Stephen Curry miał wypadek samochodowy
Na szczęście nic się nikomu nie stało – Steph Curry miał jednak dużo szczęścia. Samochód zawodnika Warriors wziął udział w kolizji drogowej.
Zgodnie z oficjalnymi już doniesieniami, Curry jechał autostradą w okolicach Oakland, kiedy kierowca jadący równoległym pasem stracił panowanie nad pojazdem i dokonał niekontrolowanej zmiany pasa jazdy. Sytuacji z pewnością nie ułatwiał padający właśnie deszcz. To jednak nie koniec przygód – Curry zatrzymał swój samochód na poboczu i wezwał pomoc drogową. W czasie oczekiwania… Kolejny kierowca stracił panowanie nad pojazdem i uderzył w zaparkowane auto koszykarza.
Na szczęście według doniesień policji nikomu nic się nie stało, żaden z kierowców nie był pod wpływem alkoholu czy innych środków odurzających, a głównym czynnikiem mającym wpływ na zdarzenie miała być mokra nawierzchnia.
Steph Curry już od jakiegoś czasu nie gra z powodu kontuzji – na jutro zaplanowane jest kolejne badanie, w którym lekarze mają ocenić stan zdrowia rozgrywającego GSW i ewentualnie ogłosić jego datę powrotu na parkiet.
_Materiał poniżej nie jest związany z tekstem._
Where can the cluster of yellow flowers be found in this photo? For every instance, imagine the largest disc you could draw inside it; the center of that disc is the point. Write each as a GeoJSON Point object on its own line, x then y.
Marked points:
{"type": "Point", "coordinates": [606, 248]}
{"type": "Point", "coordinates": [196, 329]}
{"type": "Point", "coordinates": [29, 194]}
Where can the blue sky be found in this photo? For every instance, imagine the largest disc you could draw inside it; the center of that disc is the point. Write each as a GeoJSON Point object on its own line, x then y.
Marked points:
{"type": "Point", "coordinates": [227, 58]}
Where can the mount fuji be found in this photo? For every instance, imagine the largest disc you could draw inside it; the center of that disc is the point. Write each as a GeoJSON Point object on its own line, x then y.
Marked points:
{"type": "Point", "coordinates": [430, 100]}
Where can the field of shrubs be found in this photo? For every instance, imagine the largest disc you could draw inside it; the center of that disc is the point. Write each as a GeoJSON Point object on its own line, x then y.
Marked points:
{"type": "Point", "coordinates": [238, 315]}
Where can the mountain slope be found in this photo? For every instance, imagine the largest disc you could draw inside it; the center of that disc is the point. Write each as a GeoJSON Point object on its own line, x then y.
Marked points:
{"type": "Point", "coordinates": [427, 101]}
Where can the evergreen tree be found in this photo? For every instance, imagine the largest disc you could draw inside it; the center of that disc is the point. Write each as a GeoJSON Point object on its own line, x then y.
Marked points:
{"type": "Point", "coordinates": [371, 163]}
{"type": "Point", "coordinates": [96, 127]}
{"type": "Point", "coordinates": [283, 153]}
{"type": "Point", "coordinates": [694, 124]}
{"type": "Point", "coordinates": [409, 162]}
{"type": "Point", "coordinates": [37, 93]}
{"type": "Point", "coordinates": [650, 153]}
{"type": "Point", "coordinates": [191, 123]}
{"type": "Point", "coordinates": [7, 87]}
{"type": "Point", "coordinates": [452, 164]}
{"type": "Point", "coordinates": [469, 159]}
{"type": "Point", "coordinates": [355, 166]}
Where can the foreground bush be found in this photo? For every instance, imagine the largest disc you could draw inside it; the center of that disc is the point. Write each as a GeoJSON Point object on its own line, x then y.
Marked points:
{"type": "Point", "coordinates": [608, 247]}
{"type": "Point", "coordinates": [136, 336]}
Nie wykluczone, że będzie mógł on wziąć udział już w poniedziałkowym meczu przeciwko Orlando Magic. W 12 rozegranych w tym sezonie meczach Curry notuje średnio 29,5 punktu, co jest najlepszym w lidze wynikiem, dokładając do tego 5 zbiórek i 6 asyst, oraz skuteczność zza łuku na niebotycznym poziomie 49% przy ponad 10 trójkach oddawanych co noc. Tak grający Steph będzie jednym z głównych kandydatów do nagrody MVP – o ile utrzyma podobną dyspozycję po powrocie.